Em julho de 1912, os trabalhadores da Docas haviam parado de trabalhar por não terem recebido o aumento salarial prometido em 1908. A resposta foi a habitual: fura-greves, navios com tropas da Marinha, trens repletos de soldados. Processos de deportação fora iniciados. Florentino de Carvalho, expulso do país um ano antes, em uma de suas viagens clandestinas participou dessa greve. Iniciada no dia 15/7, por causa dela, ele e José Vieitas são expulsos do Brasil.
O livro de Leslie Maran focaliza um artigo publicado pelo jornal O Estado de São Paulo nessa época, onde chega-se a inverter a lógica. Diz que é impossível alegar o custo de vida como causador das greves, pois se os trabalhadores conseguem ficar tanto tempo parados é porque dispõem de algumas economias. "Por conseguinte - diz o órgão de imprensa paulistano - parece-nos que estas reclamações não refletem a verdade".
Em 1913, dos quase 40 mil estrangeiros em Santos, menos de 9 mil são espanhóis, mas ainda assim eles são maioria na liderança. Nesse ano, o filho do presidente Hermes da Fonseca - Mário Hermes - organiza um "encontro trabalhista" a que denomina Quarto Congresso Operário, considerando os primeiros congressos socialistas como congressos operários e o I Congresso como o terceiro.
Nele, propõe um partido operário - fórmula de pacificação proletária - e lista uma série de reivindicações. Realizado d e7 a 11 de novembro, no Palácio Monroe do Rio de Janeiro, a Federação Operária da Capital Federal considerou este encontro como uma criação "velhaca e mistificadora". Em setembro havia se realizado o verdadeiro II Congresso Operário Brasileiro.
Indignado com os atos de selvageria praticados pela polícia contra os militantes operários em Santos, a COB enviou mensagens à Europa com o propósito de anular a campanha de aliciamento de imigrantes por parte do governo brasileiro e nomeou delegados dessa missão líderes trabalhistas expulsos do país, incumbidos de lá relatarem as práticas aqui utilizadas. Segundo esta entidade anarco-sindicalista, seus membros em Santos representavam quatro vezes o número do Rio de Janeiro: 22.500 contra 5 mil.

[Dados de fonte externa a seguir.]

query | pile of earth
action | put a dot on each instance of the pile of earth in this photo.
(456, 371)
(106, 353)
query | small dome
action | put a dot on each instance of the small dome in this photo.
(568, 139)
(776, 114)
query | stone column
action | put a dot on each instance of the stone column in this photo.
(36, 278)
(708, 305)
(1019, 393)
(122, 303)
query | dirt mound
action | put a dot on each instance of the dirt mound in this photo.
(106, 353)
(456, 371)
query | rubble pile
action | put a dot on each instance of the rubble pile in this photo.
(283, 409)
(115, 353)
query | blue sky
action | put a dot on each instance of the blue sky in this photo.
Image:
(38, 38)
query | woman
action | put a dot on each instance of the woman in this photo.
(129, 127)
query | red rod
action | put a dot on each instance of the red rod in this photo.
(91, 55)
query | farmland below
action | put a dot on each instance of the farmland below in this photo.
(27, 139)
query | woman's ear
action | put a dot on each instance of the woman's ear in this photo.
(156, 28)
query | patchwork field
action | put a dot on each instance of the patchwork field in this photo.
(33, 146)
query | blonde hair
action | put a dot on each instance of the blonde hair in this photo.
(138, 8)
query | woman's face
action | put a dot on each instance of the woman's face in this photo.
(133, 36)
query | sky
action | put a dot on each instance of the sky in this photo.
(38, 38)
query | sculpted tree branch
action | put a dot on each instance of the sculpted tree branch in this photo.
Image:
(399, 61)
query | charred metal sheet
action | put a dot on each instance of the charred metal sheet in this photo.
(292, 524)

O governo efetuou, entre 1913 e 1914, o maior número de deportações desde 1907. O deputado Adolfo Gordo fez aprovar a eliminação das isenções à lei de sua autoria contra os líderes grevistas, em 1907, que passa a vigorar em 1913. Sua alegação era de que 26 entidades anarquistas, dominadas por estrangeiros, faziam as greves em São Paulo. Era preciso expulsá-los.
O renascimento da organização operária foi efêmero após esse período, observa Maran. A economia brasileira estava em declínio, motivado pela Primeira Grande Guerra, perdendo exportações que causaram o fechamento de fábricas e a paralisação das construções, assim como a semana de trabalho, motivaram desemprego urbano. Segundo ele, as greves de 1914, 1915 e 1916 foram mais reivindicativas do pagamento de salários atrasados do que de aumentos salariais. O tema dos comícios é a carestia de vida. O ministro da Agricultura, Pedro de Toledo, propõe como solução a criação de feiras-livres, sem atravessadores, que datam daí. Os comerciantes denunciam as feiras-livres como um plano "subversivo, anarquista e socialista".
No dia 1º de maio de 1913 ocorre um comício na Praça Marquês de Monte Alegre, às duas horas da tarde, falando Eládio Antunha, Manoel Perdigão e Manoel Campos. Ocorre também um massivo desfile pelas ruas da cidade cantando a Internacional, a 1º de Maio e Filhos do Povo, canções revolucionárias de então. No dia 5 de junho de 1914, o juiz de Direito de Santos condena a 24 anos de prisão celular o dirigente operário e organizador sindical Adolfo Anta, por ter insultado e abatido a tiros na rua um agente provocador.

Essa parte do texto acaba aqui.